On Monday, pink slips for 125 cops took effect in Paterson, N.J. It’s not clear if the cuts affected response times for the short-handed force, but NBC New York took to the streets with a police scanner to shadow officers as they grappled with reduced manpower in the neighborhoods of New Jersey’s third-largest city.
A police dispatcher sent officers to 245 East 21st St. to respond to a burglary at about 7 p.m. Monday. The first officer arrived at the residence within 15 minutes of being dispatched, but the victim said she made the initial 911 call six hours earlier – at 1p.m.
Ann Vandermeulen lives two doors down from the burglarized house. She says her home was robbed last year and response time was almost immediate.
“They were here in like 10 minutes. Like 10 cars,” Vandermeulen said.
Managers of the police force have tried to minimize the effect of the layoffs by pulling officers from specialized units into service on the streets.
Commanders have declined to give specifics, for fear they might tip off criminals, but there have been reports that anti-narcotics units and members of some veteran detective squads may be called into service on regular patrols.
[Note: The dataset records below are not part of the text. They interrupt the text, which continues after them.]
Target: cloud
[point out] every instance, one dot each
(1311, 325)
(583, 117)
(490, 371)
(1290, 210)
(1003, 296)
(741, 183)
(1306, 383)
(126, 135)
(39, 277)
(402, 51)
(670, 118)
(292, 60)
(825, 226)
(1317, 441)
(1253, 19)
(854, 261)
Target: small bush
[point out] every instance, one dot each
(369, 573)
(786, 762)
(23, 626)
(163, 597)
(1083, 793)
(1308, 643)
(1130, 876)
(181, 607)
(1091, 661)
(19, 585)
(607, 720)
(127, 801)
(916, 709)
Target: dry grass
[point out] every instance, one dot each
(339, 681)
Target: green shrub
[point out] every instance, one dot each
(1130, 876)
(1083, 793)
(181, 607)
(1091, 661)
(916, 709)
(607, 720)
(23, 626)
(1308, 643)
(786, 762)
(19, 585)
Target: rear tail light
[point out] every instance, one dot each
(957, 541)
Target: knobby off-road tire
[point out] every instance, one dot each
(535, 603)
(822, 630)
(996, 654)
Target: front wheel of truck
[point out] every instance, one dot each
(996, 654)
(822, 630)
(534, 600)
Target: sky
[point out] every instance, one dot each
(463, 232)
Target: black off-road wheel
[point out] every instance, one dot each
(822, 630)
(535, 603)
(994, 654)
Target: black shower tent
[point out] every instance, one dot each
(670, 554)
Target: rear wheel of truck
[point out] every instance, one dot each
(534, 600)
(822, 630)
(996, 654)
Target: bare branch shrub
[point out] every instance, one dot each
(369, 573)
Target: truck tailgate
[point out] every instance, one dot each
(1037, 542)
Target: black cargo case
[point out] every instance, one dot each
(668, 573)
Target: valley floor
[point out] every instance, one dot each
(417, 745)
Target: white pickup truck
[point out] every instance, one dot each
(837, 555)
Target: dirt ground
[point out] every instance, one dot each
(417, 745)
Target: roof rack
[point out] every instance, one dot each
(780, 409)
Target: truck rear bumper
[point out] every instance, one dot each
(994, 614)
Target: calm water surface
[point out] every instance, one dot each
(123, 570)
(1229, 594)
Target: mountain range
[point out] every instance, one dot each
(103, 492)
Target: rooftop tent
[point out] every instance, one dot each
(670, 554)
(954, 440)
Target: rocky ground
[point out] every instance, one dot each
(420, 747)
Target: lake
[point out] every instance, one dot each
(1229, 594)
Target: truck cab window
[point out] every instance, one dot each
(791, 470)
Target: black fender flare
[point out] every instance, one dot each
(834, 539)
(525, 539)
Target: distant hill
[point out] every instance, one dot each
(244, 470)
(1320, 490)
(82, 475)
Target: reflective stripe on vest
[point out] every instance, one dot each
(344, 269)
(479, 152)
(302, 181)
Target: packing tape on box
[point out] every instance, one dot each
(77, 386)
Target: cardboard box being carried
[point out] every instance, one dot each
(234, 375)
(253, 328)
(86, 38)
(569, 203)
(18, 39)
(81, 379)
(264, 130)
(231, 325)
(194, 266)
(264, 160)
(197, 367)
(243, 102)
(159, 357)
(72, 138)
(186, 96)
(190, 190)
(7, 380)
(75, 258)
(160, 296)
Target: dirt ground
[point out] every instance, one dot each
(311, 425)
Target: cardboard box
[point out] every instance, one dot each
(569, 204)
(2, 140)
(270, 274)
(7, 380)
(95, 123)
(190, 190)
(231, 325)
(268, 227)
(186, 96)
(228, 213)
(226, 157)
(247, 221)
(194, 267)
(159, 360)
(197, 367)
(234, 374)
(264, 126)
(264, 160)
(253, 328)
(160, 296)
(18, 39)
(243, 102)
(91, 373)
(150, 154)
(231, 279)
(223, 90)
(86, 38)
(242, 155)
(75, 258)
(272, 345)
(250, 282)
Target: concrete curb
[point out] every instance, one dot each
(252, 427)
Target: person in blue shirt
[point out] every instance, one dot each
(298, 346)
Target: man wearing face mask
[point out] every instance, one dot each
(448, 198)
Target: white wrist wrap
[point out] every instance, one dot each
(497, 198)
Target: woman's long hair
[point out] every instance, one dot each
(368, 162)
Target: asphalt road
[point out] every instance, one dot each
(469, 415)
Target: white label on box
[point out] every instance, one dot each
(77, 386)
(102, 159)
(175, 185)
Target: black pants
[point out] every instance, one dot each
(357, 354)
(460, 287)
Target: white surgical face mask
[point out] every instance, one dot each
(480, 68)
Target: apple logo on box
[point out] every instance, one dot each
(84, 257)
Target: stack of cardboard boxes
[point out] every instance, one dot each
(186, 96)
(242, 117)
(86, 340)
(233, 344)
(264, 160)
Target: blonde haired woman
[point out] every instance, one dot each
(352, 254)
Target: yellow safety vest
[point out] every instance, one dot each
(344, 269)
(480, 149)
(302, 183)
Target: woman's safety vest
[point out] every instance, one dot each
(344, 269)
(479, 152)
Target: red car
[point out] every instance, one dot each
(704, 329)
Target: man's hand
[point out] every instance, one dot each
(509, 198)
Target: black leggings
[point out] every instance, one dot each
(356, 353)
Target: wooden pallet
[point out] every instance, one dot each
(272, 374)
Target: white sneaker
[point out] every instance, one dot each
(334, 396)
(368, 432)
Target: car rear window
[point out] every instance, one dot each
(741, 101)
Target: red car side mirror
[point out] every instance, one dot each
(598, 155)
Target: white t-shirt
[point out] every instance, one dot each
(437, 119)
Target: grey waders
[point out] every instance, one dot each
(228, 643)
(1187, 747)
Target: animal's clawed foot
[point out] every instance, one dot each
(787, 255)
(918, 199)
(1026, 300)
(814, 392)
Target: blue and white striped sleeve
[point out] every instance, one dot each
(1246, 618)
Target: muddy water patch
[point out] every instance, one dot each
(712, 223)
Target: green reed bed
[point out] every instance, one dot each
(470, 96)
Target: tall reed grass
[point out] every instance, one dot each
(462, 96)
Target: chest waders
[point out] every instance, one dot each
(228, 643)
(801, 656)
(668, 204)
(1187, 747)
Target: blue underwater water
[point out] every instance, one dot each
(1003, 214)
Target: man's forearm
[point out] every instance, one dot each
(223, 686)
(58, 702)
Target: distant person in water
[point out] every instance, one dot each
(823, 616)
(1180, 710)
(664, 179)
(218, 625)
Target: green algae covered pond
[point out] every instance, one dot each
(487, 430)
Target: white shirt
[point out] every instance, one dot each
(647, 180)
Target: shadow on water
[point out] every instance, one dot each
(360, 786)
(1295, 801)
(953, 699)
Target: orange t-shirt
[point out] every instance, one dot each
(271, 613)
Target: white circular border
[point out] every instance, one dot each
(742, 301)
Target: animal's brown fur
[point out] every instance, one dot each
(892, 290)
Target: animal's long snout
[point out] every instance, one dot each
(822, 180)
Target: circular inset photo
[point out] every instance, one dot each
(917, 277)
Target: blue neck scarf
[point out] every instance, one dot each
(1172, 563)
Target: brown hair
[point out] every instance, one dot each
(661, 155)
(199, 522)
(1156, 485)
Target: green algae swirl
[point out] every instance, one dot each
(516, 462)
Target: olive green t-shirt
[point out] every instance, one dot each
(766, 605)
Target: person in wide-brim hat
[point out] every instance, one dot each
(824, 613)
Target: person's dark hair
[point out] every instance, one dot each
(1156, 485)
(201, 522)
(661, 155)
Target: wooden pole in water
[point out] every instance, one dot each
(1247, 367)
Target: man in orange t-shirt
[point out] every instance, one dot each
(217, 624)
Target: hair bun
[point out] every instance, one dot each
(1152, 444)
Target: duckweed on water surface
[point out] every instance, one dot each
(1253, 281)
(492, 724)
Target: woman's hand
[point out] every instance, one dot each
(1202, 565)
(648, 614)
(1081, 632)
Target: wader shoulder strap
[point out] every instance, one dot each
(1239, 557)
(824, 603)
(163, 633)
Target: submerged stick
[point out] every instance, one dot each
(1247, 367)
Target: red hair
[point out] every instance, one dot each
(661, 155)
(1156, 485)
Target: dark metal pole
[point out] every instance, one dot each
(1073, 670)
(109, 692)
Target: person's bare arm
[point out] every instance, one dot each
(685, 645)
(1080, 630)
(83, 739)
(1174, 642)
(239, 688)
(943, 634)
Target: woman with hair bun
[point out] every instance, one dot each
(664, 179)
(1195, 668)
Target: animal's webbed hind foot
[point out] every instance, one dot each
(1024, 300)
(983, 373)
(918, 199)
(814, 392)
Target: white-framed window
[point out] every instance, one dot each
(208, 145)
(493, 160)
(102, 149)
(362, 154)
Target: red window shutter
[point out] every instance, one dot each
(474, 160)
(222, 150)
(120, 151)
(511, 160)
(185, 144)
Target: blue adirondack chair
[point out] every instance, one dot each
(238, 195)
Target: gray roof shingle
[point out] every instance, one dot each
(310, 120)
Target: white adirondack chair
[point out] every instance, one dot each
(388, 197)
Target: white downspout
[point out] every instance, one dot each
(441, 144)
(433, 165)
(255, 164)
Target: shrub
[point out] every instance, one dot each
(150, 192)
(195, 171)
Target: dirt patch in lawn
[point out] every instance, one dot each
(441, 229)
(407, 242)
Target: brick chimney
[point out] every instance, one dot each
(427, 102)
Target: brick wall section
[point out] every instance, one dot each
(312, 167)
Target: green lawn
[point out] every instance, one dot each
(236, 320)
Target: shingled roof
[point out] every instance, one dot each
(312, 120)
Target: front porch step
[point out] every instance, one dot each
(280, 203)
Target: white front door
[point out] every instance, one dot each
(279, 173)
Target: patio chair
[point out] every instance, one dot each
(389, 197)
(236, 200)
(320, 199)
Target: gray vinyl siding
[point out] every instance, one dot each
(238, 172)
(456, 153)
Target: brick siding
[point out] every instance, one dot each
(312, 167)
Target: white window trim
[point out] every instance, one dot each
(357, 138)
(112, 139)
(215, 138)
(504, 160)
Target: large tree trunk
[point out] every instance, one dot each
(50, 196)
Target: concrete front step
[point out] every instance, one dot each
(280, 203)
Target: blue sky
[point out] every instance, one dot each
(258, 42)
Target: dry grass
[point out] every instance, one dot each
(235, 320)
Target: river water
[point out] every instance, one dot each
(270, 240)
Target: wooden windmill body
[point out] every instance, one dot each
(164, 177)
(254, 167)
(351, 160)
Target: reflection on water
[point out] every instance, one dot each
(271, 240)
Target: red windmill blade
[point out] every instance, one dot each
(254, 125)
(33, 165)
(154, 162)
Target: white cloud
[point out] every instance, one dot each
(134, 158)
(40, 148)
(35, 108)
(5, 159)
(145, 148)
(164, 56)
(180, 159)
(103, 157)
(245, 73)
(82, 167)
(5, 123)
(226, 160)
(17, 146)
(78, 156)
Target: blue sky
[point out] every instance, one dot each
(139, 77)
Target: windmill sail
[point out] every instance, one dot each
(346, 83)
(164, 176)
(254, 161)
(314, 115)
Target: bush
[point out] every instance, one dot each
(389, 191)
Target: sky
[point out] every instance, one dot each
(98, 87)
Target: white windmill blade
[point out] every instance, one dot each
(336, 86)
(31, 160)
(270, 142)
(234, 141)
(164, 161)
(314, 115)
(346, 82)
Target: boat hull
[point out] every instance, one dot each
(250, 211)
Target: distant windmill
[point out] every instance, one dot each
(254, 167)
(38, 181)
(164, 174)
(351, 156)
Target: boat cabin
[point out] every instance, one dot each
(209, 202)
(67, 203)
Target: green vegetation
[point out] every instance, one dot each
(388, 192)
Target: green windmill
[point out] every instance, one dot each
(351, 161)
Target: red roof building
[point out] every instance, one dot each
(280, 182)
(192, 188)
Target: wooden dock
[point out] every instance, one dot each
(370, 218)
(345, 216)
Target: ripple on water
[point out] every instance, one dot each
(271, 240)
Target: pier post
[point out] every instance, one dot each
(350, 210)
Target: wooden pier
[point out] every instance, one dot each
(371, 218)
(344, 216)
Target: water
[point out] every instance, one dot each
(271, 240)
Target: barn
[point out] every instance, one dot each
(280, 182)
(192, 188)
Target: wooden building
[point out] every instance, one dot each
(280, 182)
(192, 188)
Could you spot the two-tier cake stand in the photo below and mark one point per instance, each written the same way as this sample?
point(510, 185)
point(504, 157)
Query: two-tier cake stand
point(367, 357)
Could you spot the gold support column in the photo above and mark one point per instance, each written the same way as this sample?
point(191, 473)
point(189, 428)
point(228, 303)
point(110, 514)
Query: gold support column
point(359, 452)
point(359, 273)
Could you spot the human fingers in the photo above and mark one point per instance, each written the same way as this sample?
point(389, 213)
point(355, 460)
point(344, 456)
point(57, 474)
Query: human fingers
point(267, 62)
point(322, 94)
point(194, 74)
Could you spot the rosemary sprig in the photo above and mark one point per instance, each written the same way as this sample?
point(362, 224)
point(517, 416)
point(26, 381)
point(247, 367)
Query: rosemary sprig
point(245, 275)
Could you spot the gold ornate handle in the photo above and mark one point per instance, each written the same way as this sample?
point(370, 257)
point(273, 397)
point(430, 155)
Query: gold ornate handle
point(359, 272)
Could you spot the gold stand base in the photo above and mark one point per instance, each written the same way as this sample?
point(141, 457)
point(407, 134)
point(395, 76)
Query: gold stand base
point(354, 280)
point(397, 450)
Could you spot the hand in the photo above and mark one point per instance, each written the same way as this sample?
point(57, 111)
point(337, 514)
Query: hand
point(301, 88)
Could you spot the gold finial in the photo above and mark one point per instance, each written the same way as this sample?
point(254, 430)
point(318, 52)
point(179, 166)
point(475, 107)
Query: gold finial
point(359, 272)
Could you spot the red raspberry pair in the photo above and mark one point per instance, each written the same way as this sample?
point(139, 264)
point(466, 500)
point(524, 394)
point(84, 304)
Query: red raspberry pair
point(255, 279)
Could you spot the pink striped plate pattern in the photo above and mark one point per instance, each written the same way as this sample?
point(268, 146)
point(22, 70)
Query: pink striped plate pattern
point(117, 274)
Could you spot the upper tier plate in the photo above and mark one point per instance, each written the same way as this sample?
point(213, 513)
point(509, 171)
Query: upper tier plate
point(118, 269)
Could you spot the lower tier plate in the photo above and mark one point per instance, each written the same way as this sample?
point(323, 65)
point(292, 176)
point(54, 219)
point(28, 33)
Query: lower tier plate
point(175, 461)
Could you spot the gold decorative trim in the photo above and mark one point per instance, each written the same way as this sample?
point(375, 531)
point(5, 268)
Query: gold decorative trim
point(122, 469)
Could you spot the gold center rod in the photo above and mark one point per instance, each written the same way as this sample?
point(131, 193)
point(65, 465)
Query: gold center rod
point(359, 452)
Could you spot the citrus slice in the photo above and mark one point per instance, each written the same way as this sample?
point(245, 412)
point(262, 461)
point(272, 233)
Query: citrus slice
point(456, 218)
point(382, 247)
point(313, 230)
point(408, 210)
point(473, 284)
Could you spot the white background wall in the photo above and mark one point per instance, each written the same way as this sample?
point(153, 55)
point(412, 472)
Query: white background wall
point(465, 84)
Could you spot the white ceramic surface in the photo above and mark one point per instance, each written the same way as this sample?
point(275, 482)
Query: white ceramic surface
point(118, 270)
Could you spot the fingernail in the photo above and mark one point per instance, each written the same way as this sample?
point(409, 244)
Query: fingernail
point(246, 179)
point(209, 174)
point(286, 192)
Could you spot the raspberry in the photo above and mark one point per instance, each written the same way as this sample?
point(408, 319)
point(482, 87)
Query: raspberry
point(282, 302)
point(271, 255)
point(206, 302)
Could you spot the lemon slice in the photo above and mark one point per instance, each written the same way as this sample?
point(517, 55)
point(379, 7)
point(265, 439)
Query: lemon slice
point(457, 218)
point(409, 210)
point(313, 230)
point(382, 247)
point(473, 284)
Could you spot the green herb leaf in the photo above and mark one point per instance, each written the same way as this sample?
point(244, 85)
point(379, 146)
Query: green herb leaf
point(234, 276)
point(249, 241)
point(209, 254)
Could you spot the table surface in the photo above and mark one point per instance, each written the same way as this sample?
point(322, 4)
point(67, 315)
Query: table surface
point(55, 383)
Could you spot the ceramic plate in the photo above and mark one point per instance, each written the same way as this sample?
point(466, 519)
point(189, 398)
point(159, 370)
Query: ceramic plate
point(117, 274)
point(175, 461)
Later Monday evening, a police dispatcher summoned officers to a home on Belmont Avenue regarding an assault.
By the time NBC New York arrived to the scene, police had come and gone. The woman who answered the door said she had recently gotten into a fight with her boyfriend’s ex-girlfriend and officers were just dropping off some documents related to possible charges.
Even the mundane police work continues despite the layoffs.
A dispatcher alerted several units at about 8 p.m. that someone was making violent threats on North 3rd Street.
When NBC New York arrived, patrol partners were on top of the call. It appeared someone threw a television set onto the street in a fit of anger.
They took a police report and pulled off to the next call of the night.